Oblio degli impegni ambientali
L’attuale Politica Agricola Comune (PAC) si riferisce al periodo 2023-2027 e pesa 386,6 miliardi di euro sul bilancio dell’UE, oltre il 40% del budget totale. Si basa sui Piani strategici nazionali di ciascun Stato membro, che sono stati approvati dalla Commissione europea e rientrano in precisi standard dettati a livello UE, secondo un modello di governance differente rispetto al passato.
Con le nostre rappresentanze apistiche italiane ed europee, in particolare BeeLife European Beekeeping Coordination, ce ne siamo ampiamente occupati, già da novembre 2019, in fase di progettazione, con la corposa pubblicazione “Una PAC per gli impollinatori”.
A distanza di pochi anni, si ricomincia Il 16 luglio 2025, la Commissione europea ha
presentato le sue proposte per il Quadro finanziario pluriennale dell’UE, per il periodo 2028-2034, compresa la riforma della PAC.

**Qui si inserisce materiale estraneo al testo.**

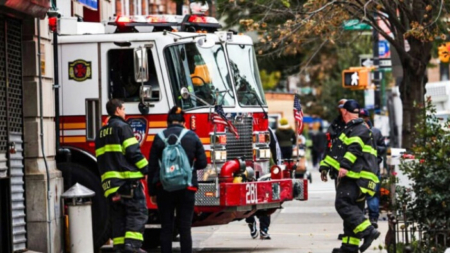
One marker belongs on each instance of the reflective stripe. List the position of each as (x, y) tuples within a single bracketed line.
[(128, 142), (332, 162), (122, 175), (349, 156), (108, 148), (361, 227), (365, 190), (142, 163), (134, 235), (323, 163), (351, 240), (110, 191), (118, 240)]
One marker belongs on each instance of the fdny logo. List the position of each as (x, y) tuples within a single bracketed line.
[(80, 70), (139, 126)]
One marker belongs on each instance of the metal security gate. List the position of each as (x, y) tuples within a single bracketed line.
[(12, 193)]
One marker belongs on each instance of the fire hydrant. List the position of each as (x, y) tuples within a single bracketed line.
[(78, 200)]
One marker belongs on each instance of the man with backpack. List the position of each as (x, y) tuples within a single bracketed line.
[(175, 157)]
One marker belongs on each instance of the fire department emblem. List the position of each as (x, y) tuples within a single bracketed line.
[(139, 126), (80, 70)]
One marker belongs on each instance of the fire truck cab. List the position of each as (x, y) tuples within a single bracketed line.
[(185, 61)]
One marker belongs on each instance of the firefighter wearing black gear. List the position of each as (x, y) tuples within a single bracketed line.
[(353, 155), (122, 166)]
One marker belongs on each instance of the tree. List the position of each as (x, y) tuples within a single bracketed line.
[(290, 26)]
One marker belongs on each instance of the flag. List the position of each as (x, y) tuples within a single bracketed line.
[(298, 114), (219, 117)]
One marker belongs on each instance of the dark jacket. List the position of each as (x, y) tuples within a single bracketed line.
[(192, 146), (286, 137), (355, 151), (119, 156)]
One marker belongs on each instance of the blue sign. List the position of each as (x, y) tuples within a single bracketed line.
[(383, 49), (139, 126), (91, 4)]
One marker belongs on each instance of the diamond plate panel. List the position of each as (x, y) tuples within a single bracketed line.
[(244, 145), (3, 133), (205, 195), (14, 53)]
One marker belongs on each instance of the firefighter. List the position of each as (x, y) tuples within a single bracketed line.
[(354, 157), (122, 166)]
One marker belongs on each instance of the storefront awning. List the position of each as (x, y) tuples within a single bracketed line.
[(35, 8)]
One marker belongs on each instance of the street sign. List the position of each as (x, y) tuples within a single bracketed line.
[(355, 25)]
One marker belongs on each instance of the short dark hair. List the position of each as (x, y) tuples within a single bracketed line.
[(112, 106), (175, 114)]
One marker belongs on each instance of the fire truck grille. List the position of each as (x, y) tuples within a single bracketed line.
[(244, 145)]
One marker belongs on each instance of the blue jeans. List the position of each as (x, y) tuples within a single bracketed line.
[(373, 203)]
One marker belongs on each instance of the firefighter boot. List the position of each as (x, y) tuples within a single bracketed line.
[(368, 239), (253, 229), (130, 249)]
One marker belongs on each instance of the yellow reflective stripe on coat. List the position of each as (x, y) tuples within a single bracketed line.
[(134, 235), (370, 150), (351, 157), (351, 240), (122, 175), (111, 191), (142, 163), (332, 162), (361, 227), (128, 142), (118, 240), (108, 148)]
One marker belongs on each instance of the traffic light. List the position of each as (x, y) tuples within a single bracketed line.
[(444, 52), (356, 78)]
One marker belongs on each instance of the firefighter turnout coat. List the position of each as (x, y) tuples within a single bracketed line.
[(119, 157), (355, 150)]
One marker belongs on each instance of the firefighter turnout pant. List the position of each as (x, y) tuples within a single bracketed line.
[(349, 204), (128, 213)]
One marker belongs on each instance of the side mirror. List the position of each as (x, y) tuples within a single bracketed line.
[(205, 42), (140, 65)]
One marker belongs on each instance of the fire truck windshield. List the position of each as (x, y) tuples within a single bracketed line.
[(203, 71), (246, 75)]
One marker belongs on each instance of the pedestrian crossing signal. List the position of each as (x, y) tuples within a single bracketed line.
[(356, 78)]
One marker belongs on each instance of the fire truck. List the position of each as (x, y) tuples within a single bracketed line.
[(153, 63)]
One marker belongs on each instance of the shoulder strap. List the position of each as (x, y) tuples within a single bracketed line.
[(183, 132), (163, 137)]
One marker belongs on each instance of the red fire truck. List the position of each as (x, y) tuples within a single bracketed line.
[(153, 63)]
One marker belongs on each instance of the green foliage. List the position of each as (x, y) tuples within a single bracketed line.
[(269, 80), (430, 173)]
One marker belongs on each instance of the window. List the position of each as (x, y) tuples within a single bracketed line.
[(121, 76), (246, 75), (203, 71)]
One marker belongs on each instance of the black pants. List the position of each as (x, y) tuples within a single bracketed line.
[(128, 217), (350, 205), (264, 221), (182, 202)]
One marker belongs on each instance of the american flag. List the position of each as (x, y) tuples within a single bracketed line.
[(298, 114), (219, 117)]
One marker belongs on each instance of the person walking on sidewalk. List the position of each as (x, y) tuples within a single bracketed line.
[(353, 155), (179, 201), (373, 202), (122, 166)]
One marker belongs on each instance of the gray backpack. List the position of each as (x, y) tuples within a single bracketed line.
[(175, 172)]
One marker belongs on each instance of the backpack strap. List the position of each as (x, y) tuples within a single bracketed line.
[(163, 137), (183, 132)]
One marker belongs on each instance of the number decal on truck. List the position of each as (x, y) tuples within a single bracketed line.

La proposta stanzia 294 miliardi di euro per il sostegno agli agricoltori, con un taglio del 20% rispetto all’attuale bilancio della PAC, e prevede significativi cambiamenti strutturali, fra cui:
- la fusione dei due pilastri di finanziamento tradizionali in un’unica dotazione finanziaria nell’ambito della struttura del Partenariato Nazionale e Regionale;
- la sostituzione della condizionalità (regole di base per le Buone condizioni agricole e ambientali e Requisiti di gestione obbligatori) con un nuovo “sistema di gestione responsabile”. In sostanza, resterebbe un distinto programma
comune a tutti gli Stati membri per i pagamenti diretti e la gestione del rischio, ma si tornerebbe ad una nazionalizzazione dello sviluppo rurale, con una flessibilità senza vincoli che elimina impegni obbligatori per il clima e l’ambiente.